Health Dept. completes purging of newborn screening data

Newborn blood sample
A 1-day-old baby boy's heel is pricked for blood during a newborn screening to detect phenylketonuria and many other disorders at Washington Hospital Center in Washington, D.C., in 2010.
J. Scott Applewhite / AP

The Minnesota Department of Health has finished destroying all newborn screening test results created before Nov. 16, 2011.

The agency was required as part of a settlement with families to destroy all newborn blood spots and screening results created before Nov. 16, 2011, because the Health Department had not obtained parental permission to store the material.

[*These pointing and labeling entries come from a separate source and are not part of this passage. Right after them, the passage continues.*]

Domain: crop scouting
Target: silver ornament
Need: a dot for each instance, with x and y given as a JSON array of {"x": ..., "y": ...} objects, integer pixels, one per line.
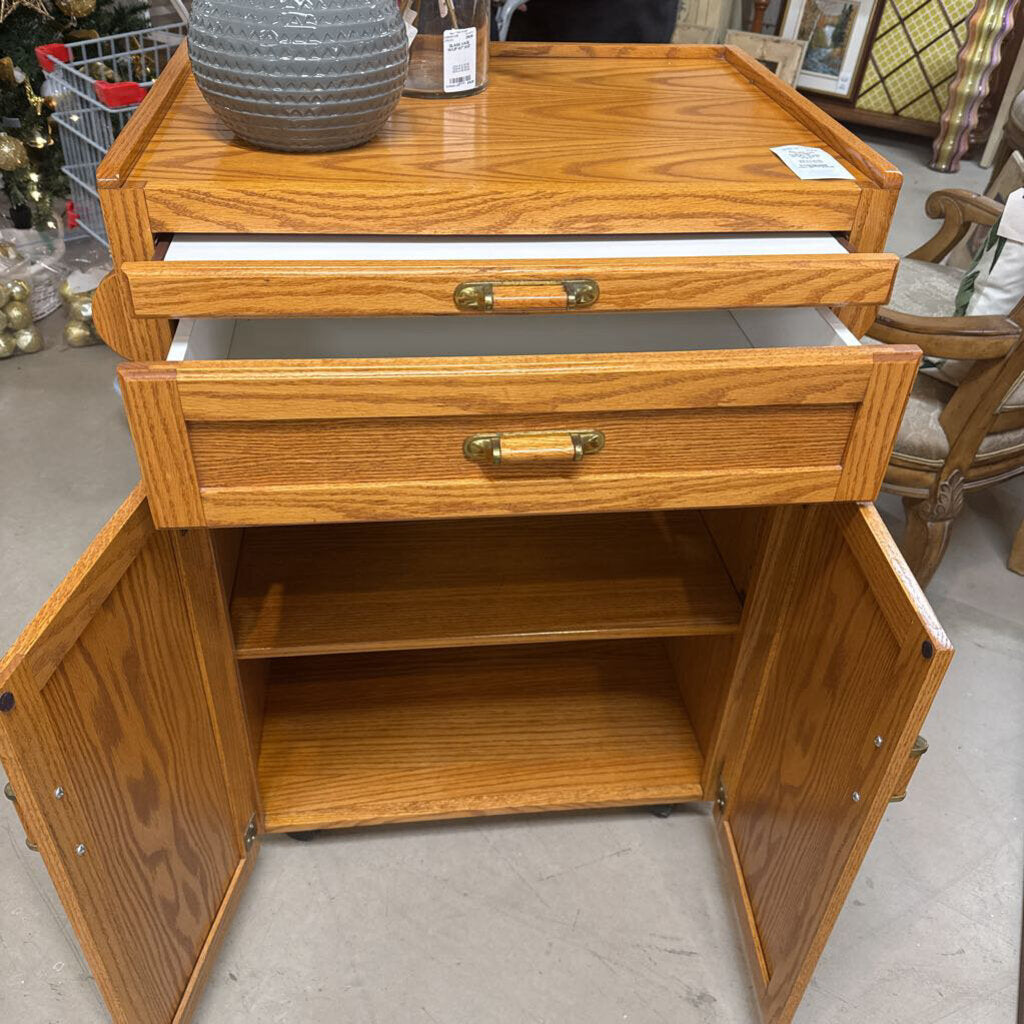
[
  {"x": 29, "y": 340},
  {"x": 18, "y": 315},
  {"x": 19, "y": 290}
]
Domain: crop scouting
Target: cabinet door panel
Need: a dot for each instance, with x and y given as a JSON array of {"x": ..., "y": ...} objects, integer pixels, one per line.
[
  {"x": 846, "y": 650},
  {"x": 110, "y": 705}
]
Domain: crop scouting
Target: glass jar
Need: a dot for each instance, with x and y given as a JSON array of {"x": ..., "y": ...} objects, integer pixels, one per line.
[{"x": 449, "y": 55}]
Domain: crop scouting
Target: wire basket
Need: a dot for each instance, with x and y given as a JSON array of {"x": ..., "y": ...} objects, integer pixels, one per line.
[{"x": 92, "y": 110}]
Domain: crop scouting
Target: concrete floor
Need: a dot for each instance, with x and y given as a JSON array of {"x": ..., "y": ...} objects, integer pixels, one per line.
[{"x": 587, "y": 919}]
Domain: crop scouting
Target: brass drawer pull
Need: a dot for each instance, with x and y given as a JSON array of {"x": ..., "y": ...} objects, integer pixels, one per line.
[
  {"x": 525, "y": 296},
  {"x": 919, "y": 750},
  {"x": 534, "y": 445}
]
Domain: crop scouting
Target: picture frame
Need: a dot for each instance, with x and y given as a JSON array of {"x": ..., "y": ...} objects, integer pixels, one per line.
[
  {"x": 783, "y": 57},
  {"x": 837, "y": 34}
]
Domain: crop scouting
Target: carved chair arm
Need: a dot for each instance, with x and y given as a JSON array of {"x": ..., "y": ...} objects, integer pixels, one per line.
[
  {"x": 958, "y": 209},
  {"x": 947, "y": 337}
]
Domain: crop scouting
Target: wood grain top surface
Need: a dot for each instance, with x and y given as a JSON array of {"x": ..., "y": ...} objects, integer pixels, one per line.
[
  {"x": 556, "y": 143},
  {"x": 449, "y": 584}
]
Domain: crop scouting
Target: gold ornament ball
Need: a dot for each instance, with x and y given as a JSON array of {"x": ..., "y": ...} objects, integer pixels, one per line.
[
  {"x": 80, "y": 308},
  {"x": 77, "y": 8},
  {"x": 78, "y": 335},
  {"x": 29, "y": 340},
  {"x": 12, "y": 153},
  {"x": 18, "y": 315}
]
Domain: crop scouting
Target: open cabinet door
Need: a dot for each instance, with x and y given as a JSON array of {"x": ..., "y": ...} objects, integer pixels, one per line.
[
  {"x": 840, "y": 660},
  {"x": 109, "y": 737}
]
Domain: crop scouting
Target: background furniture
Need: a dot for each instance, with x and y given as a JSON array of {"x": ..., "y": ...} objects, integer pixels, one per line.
[
  {"x": 952, "y": 439},
  {"x": 904, "y": 83},
  {"x": 435, "y": 561}
]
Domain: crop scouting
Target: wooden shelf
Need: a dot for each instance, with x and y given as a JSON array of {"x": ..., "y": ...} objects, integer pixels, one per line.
[
  {"x": 305, "y": 590},
  {"x": 370, "y": 738}
]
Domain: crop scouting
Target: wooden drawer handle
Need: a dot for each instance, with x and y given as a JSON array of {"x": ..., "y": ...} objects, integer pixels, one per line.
[
  {"x": 534, "y": 445},
  {"x": 919, "y": 750},
  {"x": 525, "y": 296}
]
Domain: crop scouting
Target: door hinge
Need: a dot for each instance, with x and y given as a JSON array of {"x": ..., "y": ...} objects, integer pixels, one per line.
[{"x": 250, "y": 836}]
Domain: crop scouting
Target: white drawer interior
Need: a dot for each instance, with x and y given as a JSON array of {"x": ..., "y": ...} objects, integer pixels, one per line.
[
  {"x": 559, "y": 334},
  {"x": 235, "y": 248}
]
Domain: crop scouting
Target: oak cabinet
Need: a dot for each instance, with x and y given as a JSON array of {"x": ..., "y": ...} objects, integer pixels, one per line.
[{"x": 397, "y": 556}]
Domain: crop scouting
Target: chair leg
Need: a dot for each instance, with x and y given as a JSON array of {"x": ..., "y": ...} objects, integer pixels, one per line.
[
  {"x": 1017, "y": 555},
  {"x": 928, "y": 524}
]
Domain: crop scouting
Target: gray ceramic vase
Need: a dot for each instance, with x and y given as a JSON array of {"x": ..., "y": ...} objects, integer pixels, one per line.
[{"x": 300, "y": 75}]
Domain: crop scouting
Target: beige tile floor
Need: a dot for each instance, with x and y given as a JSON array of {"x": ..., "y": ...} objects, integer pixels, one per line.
[{"x": 589, "y": 919}]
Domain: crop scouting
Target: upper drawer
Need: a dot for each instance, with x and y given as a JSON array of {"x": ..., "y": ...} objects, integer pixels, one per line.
[
  {"x": 548, "y": 426},
  {"x": 336, "y": 275}
]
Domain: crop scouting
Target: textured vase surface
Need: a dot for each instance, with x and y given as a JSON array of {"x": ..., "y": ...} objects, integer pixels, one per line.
[{"x": 300, "y": 75}]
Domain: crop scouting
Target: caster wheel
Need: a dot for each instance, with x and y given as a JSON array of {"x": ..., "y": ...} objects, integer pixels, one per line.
[{"x": 302, "y": 837}]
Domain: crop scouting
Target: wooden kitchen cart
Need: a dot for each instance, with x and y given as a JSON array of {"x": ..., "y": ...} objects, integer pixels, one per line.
[{"x": 512, "y": 462}]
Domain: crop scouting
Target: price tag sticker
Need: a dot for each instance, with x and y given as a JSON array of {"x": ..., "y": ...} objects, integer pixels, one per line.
[
  {"x": 810, "y": 163},
  {"x": 1012, "y": 221},
  {"x": 460, "y": 59}
]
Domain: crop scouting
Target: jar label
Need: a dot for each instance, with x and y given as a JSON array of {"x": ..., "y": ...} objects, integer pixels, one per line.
[{"x": 460, "y": 59}]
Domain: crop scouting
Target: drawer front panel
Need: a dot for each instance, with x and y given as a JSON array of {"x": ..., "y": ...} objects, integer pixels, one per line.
[
  {"x": 354, "y": 289},
  {"x": 292, "y": 442}
]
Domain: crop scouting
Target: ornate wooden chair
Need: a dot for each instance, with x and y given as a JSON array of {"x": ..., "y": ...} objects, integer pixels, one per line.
[{"x": 954, "y": 437}]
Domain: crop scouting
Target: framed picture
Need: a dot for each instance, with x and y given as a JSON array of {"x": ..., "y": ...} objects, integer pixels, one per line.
[
  {"x": 836, "y": 33},
  {"x": 783, "y": 57}
]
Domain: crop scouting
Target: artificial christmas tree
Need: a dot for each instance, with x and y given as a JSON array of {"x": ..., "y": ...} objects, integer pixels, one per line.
[{"x": 30, "y": 150}]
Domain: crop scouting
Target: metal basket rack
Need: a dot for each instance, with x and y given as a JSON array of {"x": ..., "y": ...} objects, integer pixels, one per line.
[{"x": 91, "y": 112}]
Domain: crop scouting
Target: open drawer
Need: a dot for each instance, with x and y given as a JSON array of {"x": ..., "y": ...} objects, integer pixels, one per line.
[
  {"x": 548, "y": 415},
  {"x": 339, "y": 275}
]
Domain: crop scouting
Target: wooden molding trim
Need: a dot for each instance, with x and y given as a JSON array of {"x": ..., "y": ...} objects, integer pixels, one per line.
[
  {"x": 337, "y": 289},
  {"x": 158, "y": 428},
  {"x": 862, "y": 157},
  {"x": 121, "y": 158},
  {"x": 214, "y": 940}
]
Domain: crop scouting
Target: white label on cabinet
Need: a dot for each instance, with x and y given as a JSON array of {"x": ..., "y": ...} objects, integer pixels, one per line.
[
  {"x": 460, "y": 59},
  {"x": 810, "y": 163}
]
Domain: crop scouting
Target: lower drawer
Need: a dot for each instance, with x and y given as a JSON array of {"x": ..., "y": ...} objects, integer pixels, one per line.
[{"x": 690, "y": 420}]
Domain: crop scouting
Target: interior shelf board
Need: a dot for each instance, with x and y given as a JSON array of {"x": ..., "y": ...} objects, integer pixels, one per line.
[
  {"x": 372, "y": 738},
  {"x": 315, "y": 590}
]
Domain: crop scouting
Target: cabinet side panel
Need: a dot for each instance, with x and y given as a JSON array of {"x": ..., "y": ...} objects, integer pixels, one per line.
[
  {"x": 110, "y": 709},
  {"x": 858, "y": 656}
]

Assistant Commissioner Aggie Leitheiser said the state destroyed around a million blood spots samples in January. She said most of the test results were erased at the same time. "But then it took us some time to go through and find the backups or the extra copies that were in the database system," she said. "And it just took us time to make sure that we were confident that we had found all the places."

Leitheiser said the Mayo Clinic, which had a contract to test some of the samples, has also purged its archives. "We've been working with them and we have assurance from them through their data collection system and their data analysis that they've cleaned everything out as well," Leitheiser said.

A new law that took effect in August allows the Health Department to store newborn screening data indefinitely. Parents can opt out of the storing plan.